Die direkte Demokratie ist ja gewissermassen ein Fetisch für jeden politisch denkenden Menschen aus Deutschland: Entweder sie löst Angst vor von Populisten verführten Massen aus, oder sie fasziniert wegen der Möglichkeiten, auf politische Entscheidungen Einfluss zu nehmen. In Brandlhuber schlummert, so wie er redet, beides: «Viele komplexe Sachverhalte werden verzerrt dargestellt, im Idealfall mischt man sich ein und kann die richtigen Projekte durchsetzen.» Allein wird er damit in Zürich nicht sein.
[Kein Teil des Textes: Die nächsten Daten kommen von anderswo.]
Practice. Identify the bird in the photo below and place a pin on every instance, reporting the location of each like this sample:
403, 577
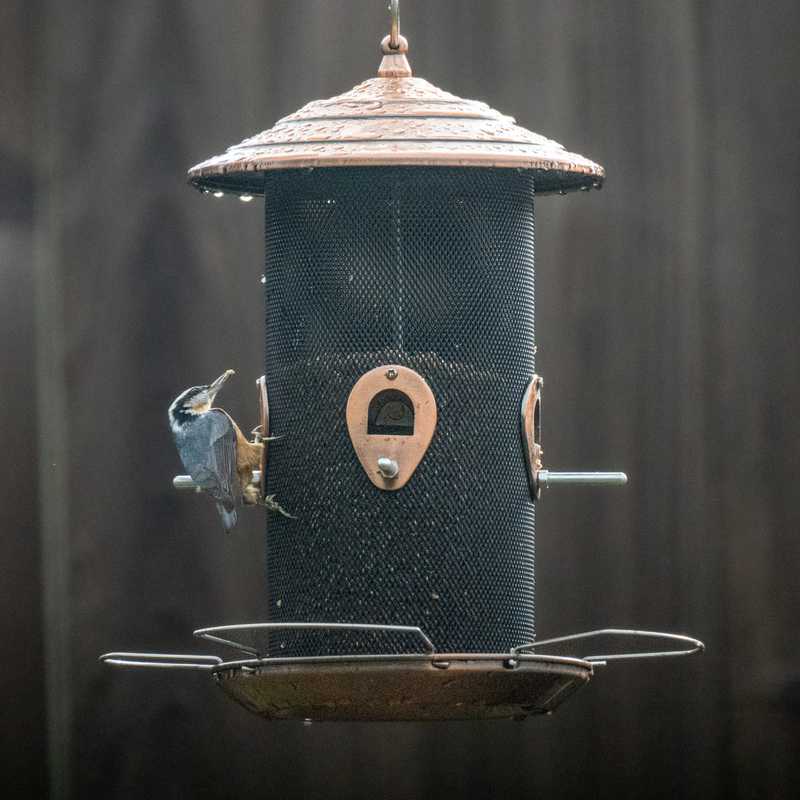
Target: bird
215, 452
Vor knapp zwei Jahren probte bereits Christian Kerez mit Studenten den Aufstand und liess sie Initiativen konzipieren für Wohnungsbauprojekte. Sie gestalteten Plakate, drehten Image-Filme. Brandlhuber war Gastdozent, Roth filmte die Demonstrationen der Studenten in den Hallen der ETH. Ähnlich wollen sie gemeinsam auch den Fernsehsender angehen. Sie träumen davon, Aktivisten auf ihren Smartphones zu erreichen oder sie – wie früher die Familie – vor der Glotze zu versammeln. Das klingt auf dem Dach mit Ausblick auf den See, Zigarette rauchend, als sollte man den Sender einmal einschalten.